フリーアドレスでの業務はデスクトップ型のパソコンは使えないため、基本的にノートパソコンを使うケースが増えてしまいます。最近ではノートパソコンでも高性能な機種が増えたものの、業務内容によっては、動作が重くなり業務スピードに遅れが出てしまう可能性が高まるでしょう。

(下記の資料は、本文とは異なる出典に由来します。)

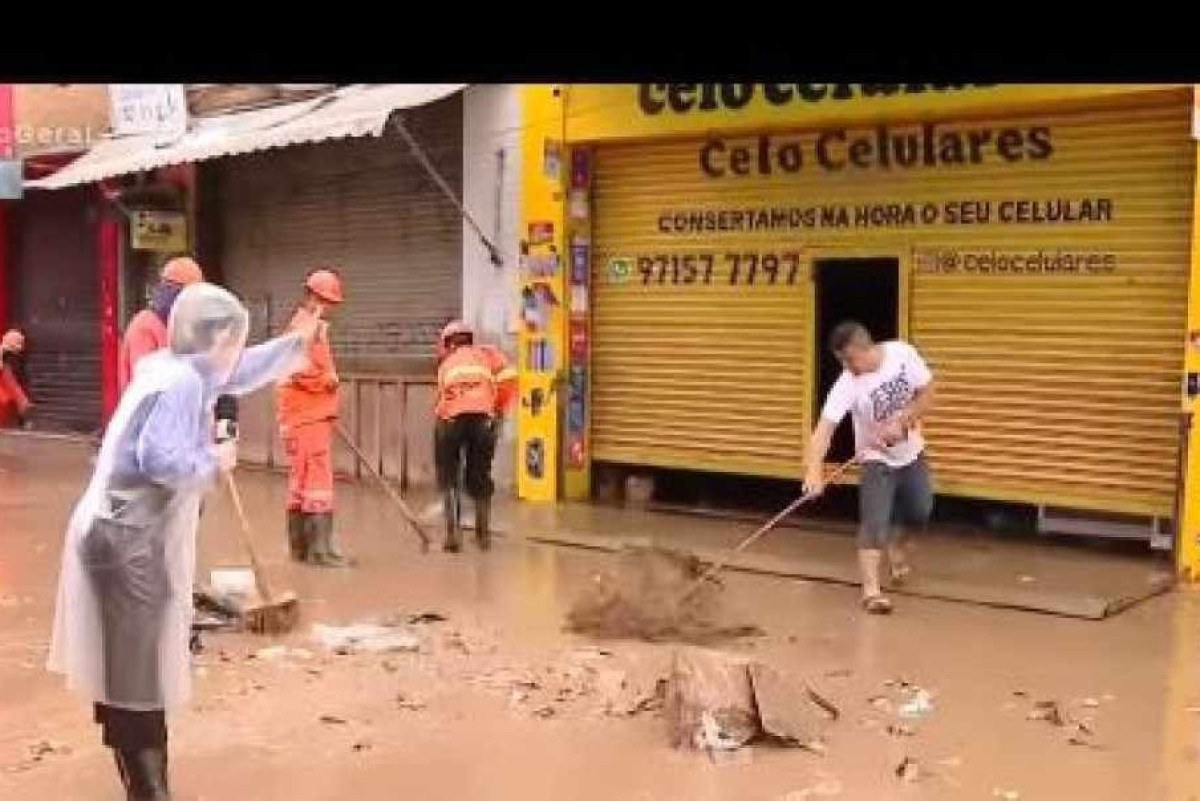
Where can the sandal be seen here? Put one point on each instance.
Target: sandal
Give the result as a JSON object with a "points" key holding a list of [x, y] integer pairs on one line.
{"points": [[877, 604]]}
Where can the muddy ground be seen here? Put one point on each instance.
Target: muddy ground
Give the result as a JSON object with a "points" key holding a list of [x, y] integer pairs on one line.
{"points": [[498, 702]]}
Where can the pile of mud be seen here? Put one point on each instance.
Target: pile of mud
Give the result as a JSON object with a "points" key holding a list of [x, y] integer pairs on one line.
{"points": [[645, 595]]}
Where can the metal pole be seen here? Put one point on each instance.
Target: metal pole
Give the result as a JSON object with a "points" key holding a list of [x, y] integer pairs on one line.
{"points": [[423, 157]]}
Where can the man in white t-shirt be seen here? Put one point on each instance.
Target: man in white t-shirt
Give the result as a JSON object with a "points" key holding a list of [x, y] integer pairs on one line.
{"points": [[887, 389]]}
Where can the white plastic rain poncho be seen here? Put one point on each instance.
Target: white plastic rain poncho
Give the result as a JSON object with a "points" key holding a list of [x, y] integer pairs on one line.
{"points": [[124, 609]]}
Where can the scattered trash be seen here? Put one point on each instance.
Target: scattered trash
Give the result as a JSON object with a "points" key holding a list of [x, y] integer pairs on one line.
{"points": [[881, 703], [43, 748], [909, 770], [826, 788], [731, 757], [271, 652], [919, 705], [365, 638]]}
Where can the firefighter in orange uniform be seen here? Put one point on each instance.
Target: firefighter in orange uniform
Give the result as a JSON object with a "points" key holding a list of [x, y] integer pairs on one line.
{"points": [[13, 401], [147, 331], [475, 389], [307, 411]]}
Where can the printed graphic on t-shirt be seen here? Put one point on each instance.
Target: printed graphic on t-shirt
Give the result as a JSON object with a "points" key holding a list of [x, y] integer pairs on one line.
{"points": [[892, 396]]}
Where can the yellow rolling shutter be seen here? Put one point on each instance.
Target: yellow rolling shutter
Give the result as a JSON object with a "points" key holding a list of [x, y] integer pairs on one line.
{"points": [[703, 375], [1059, 380]]}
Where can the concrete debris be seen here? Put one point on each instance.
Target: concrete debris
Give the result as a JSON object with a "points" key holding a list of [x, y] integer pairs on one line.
{"points": [[408, 704], [786, 709], [881, 703], [37, 753], [1048, 711], [709, 700], [717, 700], [827, 788], [365, 638], [909, 770]]}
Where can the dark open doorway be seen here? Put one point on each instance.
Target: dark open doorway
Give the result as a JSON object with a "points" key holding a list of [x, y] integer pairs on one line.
{"points": [[867, 290]]}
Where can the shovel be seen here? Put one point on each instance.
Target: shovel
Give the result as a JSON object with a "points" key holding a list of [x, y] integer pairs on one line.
{"points": [[718, 566], [273, 614]]}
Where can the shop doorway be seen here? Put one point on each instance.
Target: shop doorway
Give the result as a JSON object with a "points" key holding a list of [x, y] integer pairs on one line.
{"points": [[864, 289]]}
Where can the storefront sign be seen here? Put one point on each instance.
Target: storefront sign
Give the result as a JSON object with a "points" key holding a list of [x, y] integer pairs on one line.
{"points": [[834, 150], [159, 230], [148, 108], [609, 112], [619, 270]]}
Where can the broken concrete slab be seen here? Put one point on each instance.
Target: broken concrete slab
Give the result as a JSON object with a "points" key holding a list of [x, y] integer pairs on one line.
{"points": [[709, 700], [786, 710]]}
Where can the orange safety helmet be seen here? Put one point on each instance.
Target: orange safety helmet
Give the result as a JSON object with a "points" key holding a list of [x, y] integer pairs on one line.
{"points": [[453, 329], [183, 270], [13, 341], [324, 284]]}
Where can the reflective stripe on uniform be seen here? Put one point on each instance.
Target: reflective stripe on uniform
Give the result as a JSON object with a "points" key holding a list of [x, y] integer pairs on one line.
{"points": [[461, 373]]}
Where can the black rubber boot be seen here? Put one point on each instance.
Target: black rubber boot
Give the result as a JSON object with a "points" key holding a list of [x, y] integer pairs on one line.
{"points": [[322, 552], [145, 774], [454, 541], [298, 535], [484, 523]]}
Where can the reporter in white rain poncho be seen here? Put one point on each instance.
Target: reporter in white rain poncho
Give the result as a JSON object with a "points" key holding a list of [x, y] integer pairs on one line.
{"points": [[125, 590]]}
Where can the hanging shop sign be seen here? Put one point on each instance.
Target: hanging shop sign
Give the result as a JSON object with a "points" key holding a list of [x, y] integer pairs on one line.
{"points": [[163, 232], [159, 109]]}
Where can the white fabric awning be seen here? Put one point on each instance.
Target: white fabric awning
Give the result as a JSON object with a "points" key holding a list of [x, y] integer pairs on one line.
{"points": [[359, 110]]}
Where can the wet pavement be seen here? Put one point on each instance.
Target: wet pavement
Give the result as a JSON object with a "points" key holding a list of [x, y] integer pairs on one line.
{"points": [[498, 702]]}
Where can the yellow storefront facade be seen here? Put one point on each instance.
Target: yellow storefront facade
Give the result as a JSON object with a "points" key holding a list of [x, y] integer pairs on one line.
{"points": [[688, 246]]}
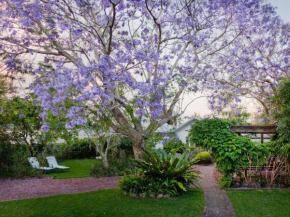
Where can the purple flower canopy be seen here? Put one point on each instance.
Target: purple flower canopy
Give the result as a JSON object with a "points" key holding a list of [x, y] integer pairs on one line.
{"points": [[134, 60]]}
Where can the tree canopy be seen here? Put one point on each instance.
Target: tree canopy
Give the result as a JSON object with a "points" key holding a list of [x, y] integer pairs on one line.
{"points": [[130, 60]]}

また、通信も無線LANが中心となるため、環境によっては有線LANに比べ安定性に欠けてしまう場合があり、これも不便な点となります。

フリーアドレスのメリットを生かしてデメリットを解消する方法を知るには、「フリーアドレスがもたらすメリットを生かしデメリットを解消する方法」をご覧ください。

フリーアドレスの失敗例

フリーアドレス導入に失敗してしまう企業でよくある失敗事例を紹介します。

クラウドやモバイルなど、オフィス外でも社内と同様に仕事ができる環境が整っていない

フリーアドレスは基本的に在席率が低いことを前提に実際の従業員の数よりも席を減らし、空いたスペースを有効活用することが目的のひとつです。そのため、資料の確認や報告書の作成などがどこにいてもできる環境が整っていないと、業務効率が著しく低下します。

自席で書類の整理や保管ができなくなってしまい、かえって非効率になる

席が一定しないフリーアドレスは、移動のたびに書類を持ち歩かなくてはならず、不便なばかりか紛失の確率も高まります。結果として非効率になり、業務効率も落ちてしまいます。

電話や郵便物など席が決まっていないことでうまく取り次ぐことができない

常に席が変わるフリーアドレスでは電話が来ても取り次げない、郵便物の渡し漏れが起こるなど、事務的な部分での面倒が増えることで、業務上のミスも起こりやすくなります。

明確な目的がなく導入したため、多くの社員が毎日同じ席で仕事をしている

コスト削減やコミュニケーション活性化につながると聞いたから、はやっているから、などと明確な目的を持たずにフリーアドレスを導入する企業は少なくありません。しかし、明確な目的がないままに導入してしまうと、従業員もどう対応してよいかわからず、結局は元の部署のメンバーで固まったままになりがちです。

フリーアドレス導入でオフィス内に余裕ができたが、無駄なスペースになっている

フリーアドレスを導入することでオフィス内に空いたスペースができたものの、活用方法を見いだせず、そのまま放置され無駄なスペースになってしまうことも。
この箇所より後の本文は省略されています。